Dawn Reader

Dawn Reader
from Open Door Coffee Co.; Hudson, OH; Oct. 26, 2016

Friday, February 10, 2012

"Everybody's gone Cerf-in' ...."

Those of us of a certain age remember Bennett Cerf (1898-1971), one of the founders of Random House.  (He was also involved in the court case that allowed Ulysses to be published here.  I have mixed feelings: it was a great victory for freedom of the press; it had a deleterious effect on my GPA at Hiram College the term I was reading--okay, supposed to be reading--that novel.)

But those of us of a certain age remember Bennett Cerf for a different reason: he was a panel member on one of my boyhood's most popular TV shows What's My Line? a sort of quiz program that ran on CBS from 1950-1967--Sundays at 10:30 p.m.  Cerf joined the panel the second year and stayed till the show went off the air.  One of the sponsors was Stopette--an underarm deodorant that came in a little plastic squeeze bottle and didn't work--not for me, anyhow, in the heat of my Oklahoma boyhood and the furnace of my adolescent, uh, passions at Hiram High School ...

The format was fairly simple: panelists asked questions and tried to guess the profession or job ("line") of the guest.  Most were ordinary folks with weird jobs (their first guest: the hat-check girl at the Stork Club)--but each week also featured a "mystery guest," a celebrity of some sort whose appearance required that the panelists wear masks.

Check out YouTube for some What' My Line? moments like this ... Liz Taylor as mystery guest, 1954 ...

http://www.youtube.com/watch?v=1gR-vU44gd4

Okay ... so what does this have to do with anything?  Well, one of Random House's most popular writers during the 1950s and 1960s was ... John O'Hara, whose complete works I've nearly ... completed.  O'Hara wrote lots of letters to Cerf (some very businesslike, others, well, obnoxious).  But they were personally pretty close, and when O'Hara died in 1970, Cerf arranged for a memorial service at the Random House offices;  Cerf was one of the speakers; the other, Charles Poore, a New York Times reviewer who had always done his best to give O'Hara decent notices.  That day, Cerf called O'Hara "the most generally unappreciated author in American literary history" and placed him alongside Faulkner, Hemingway, and Fitzgerald (a ranking O'Hara himself thought he deserved--and was never too shy to assert!).  And Poore called him "the Chaucer of our age of violent affluence."
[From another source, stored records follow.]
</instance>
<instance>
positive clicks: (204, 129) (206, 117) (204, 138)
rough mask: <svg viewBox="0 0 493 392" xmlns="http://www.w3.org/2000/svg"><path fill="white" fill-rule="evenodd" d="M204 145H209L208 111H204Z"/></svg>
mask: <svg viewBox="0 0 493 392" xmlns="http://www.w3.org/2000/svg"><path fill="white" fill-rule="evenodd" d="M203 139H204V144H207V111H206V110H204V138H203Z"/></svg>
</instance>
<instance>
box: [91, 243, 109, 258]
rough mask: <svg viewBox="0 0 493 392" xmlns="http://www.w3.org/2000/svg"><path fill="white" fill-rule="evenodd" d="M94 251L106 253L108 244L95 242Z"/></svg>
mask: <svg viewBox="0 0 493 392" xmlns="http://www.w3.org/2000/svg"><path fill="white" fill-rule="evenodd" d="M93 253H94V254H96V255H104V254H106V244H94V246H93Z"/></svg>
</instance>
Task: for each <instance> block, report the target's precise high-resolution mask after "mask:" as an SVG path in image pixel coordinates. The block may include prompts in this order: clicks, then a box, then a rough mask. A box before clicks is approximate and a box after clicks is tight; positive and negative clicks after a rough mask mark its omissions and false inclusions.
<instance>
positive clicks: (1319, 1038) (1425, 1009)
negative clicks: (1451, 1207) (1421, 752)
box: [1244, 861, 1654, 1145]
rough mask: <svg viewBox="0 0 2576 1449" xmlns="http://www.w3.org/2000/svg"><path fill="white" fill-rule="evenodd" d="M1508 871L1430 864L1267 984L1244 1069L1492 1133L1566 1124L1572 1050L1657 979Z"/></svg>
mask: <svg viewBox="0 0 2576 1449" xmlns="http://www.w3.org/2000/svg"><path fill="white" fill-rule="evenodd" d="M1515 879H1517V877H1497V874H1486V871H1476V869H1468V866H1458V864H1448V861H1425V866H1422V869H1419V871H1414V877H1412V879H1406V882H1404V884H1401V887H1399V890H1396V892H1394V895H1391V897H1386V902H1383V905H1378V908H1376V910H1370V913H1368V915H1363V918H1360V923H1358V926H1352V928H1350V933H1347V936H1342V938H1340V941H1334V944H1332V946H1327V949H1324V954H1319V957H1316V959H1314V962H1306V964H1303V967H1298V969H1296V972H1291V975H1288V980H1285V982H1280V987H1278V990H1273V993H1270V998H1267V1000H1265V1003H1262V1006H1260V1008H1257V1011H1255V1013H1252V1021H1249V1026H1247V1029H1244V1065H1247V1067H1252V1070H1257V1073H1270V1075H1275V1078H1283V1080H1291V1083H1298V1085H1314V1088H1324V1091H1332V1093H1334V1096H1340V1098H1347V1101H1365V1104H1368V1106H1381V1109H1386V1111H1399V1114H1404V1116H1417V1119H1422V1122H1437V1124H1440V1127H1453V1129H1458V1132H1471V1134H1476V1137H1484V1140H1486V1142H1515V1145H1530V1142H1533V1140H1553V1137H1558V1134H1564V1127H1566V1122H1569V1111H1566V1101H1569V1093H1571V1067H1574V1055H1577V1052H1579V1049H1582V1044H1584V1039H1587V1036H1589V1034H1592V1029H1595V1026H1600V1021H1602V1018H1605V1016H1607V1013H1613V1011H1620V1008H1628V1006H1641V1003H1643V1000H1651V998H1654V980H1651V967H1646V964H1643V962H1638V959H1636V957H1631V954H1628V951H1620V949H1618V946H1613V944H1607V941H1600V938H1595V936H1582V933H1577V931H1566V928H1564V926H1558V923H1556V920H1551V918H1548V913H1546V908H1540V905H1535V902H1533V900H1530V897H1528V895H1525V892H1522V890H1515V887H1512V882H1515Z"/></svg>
Well, I'm not so sure about all of that.  But it was a memorial service--can't have eulogists saying things like "O'Hara was a great writer, in his own mind."  Or: "John O'Hara could be both petty and a major pain in the ass."

In 1976 (after Cerf's death) Random House issued Cerf's incomplete memoirs, At Random, a book that focuses on his years as a publisher.  In it, he has some kind pages for O'Hara.  "It  doesn't take a genius," he says, "to make a best seller out of books by John O'Hara" (228).  But what most impressed Cerf about O'Hara (besides the vast income he brought to Random House) was this: "O'Hara in his work was the true professional, always in complete control of what he was doing.  ... He took great pride in delivering his manuscripts on the precise day he had promised, sometimes months in advance."  O'Hara was, wrote Cerf, "writing books faster than we could publish them" (271).